Democrats say that they helped Mr. Trump and Republican leaders deal with the debt limit, and that fairness dictates bipartisanship now, especially on such a consequential matter. Hence, the shame campaign.
“If Senator McConnell and Senate Republicans choose to default to avoid paying debts they helped rack up under President Trump, it will devastate the economy and irreparably discredit our country’s financial standing, their party and themselves,” Justin Goodman, a spokesman for Senator Chuck Schumer of New York, the majority leader, said on Wednesday. “Senator McConnell will go down as the first person in history to force a default, and every single American will know the Senate Republicans are to blame.”
Mr. McConnell is not the Democrats’ only target; they say other Senate Republicans, such as Mitt Romney of Utah, Susan Collins of Maine and Lisa Murkowski of Alaska, understand what is at stake. Democratic leaders are likely to attach a debt ceiling increase to an emergency spending bill that includes funding for Hurricane Ida reconstruction, wildfire management and Afghan refugee resettlement; they will then dare Republican senators from Louisiana, Idaho and Montana and other interested lawmakers to vote no later than this month.
Biden’s 2022 Budget
The 2022 fiscal year for the federal government begins on October 1, and President Biden has revealed what he’d like to spend, starting then. But any spending requires approval from both chambers of Congress. Here’s what the plan includes:
- Ambitious total spending: President Biden would like the federal government to spend $6 trillion in the 2022 fiscal year, and for total spending to rise to $8.2 trillion by 2031. That would take the United States to its highest sustained levels of federal spending since World War II, while running deficits above $1.3 trillion through the next decade.
- Infrastructure plan: The budget outlines the president’s desired first year of investment in his American Jobs Plan, which seeks to fund improvements to roads, bridges, public transit and more with a total of $2.3 trillion over eight years.
- Families plan: The budget also addresses the other major spending proposal Biden has already rolled out, his American Families Plan, aimed at bolstering the United States’ social safety net by expanding access to education, reducing the cost of child care and supporting women in the work force.
- Mandatory programs: As usual, mandatory spending on programs like Social Security, Medicaid and Medicare make up a significant portion of the proposed budget.
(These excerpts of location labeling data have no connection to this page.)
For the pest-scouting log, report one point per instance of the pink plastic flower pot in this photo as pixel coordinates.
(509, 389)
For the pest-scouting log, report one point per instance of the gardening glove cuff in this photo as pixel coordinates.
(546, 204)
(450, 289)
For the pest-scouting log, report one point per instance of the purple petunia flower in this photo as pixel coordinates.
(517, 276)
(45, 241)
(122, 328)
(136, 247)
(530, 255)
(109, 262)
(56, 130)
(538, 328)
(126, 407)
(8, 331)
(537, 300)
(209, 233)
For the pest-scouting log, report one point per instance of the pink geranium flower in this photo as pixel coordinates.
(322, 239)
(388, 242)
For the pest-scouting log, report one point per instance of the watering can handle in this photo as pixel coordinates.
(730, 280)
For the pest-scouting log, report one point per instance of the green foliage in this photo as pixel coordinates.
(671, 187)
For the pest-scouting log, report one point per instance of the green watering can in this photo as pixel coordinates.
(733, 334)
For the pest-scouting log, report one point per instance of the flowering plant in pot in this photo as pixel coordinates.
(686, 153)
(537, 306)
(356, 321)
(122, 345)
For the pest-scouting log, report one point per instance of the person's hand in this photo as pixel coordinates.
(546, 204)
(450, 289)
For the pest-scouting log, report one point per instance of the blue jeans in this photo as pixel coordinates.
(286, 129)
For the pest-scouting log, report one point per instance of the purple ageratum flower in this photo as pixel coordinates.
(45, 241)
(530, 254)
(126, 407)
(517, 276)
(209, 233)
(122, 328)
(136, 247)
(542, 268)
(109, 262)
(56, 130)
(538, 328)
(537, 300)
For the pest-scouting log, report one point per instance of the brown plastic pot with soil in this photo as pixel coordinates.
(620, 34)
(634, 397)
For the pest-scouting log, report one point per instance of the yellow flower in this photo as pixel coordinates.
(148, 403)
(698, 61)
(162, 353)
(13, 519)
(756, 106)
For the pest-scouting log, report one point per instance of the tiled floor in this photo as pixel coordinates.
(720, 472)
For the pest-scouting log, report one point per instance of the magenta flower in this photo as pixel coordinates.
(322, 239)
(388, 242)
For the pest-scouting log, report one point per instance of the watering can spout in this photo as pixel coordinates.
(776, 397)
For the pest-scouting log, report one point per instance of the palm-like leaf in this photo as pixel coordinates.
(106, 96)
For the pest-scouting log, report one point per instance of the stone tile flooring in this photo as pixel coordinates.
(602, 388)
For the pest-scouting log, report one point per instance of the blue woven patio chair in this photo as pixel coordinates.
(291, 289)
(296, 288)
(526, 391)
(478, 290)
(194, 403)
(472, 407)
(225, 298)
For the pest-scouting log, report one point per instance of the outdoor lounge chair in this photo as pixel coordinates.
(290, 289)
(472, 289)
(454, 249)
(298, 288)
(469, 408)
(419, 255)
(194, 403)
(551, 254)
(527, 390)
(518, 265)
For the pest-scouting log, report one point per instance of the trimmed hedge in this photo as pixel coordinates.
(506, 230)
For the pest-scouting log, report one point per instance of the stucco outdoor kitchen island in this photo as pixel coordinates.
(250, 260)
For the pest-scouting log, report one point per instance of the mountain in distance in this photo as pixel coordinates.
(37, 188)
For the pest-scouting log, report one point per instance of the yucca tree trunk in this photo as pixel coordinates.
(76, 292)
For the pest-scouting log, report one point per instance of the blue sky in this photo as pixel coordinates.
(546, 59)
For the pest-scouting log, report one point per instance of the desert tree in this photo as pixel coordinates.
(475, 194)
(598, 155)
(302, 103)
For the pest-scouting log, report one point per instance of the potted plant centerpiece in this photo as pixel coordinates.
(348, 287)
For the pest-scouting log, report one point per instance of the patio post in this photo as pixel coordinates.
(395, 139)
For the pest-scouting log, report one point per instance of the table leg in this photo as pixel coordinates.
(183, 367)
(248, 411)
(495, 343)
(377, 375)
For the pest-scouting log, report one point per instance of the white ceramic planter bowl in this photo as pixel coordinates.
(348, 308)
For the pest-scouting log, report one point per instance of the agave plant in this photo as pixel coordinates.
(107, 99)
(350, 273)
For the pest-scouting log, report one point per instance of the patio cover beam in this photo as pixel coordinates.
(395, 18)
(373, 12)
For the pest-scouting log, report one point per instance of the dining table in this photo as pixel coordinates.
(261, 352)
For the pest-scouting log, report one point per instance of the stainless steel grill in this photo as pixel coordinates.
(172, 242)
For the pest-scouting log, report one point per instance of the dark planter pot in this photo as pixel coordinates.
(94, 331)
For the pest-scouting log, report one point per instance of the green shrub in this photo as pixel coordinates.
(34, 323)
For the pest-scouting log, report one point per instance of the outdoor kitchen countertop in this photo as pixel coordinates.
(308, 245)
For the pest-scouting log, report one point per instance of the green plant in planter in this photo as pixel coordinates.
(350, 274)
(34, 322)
They are growing as America’s population ages.
- Discretionary spending: Funding for the individual budgets of the agencies and programs under the executive branch would reach around $1.5 trillion in 2022, a 16 percent increase from the previous budget.
- How Biden would pay for it: The president would largely fund his agenda by raising taxes on corporations and high earners, which would begin to shrink budget deficits in the 2030s. Administration officials have said tax increases would fully offset the jobs and families plans over the course of 15 years, which the budget request backs up. In the meantime, the budget deficit would remain above $1.3 trillion each year.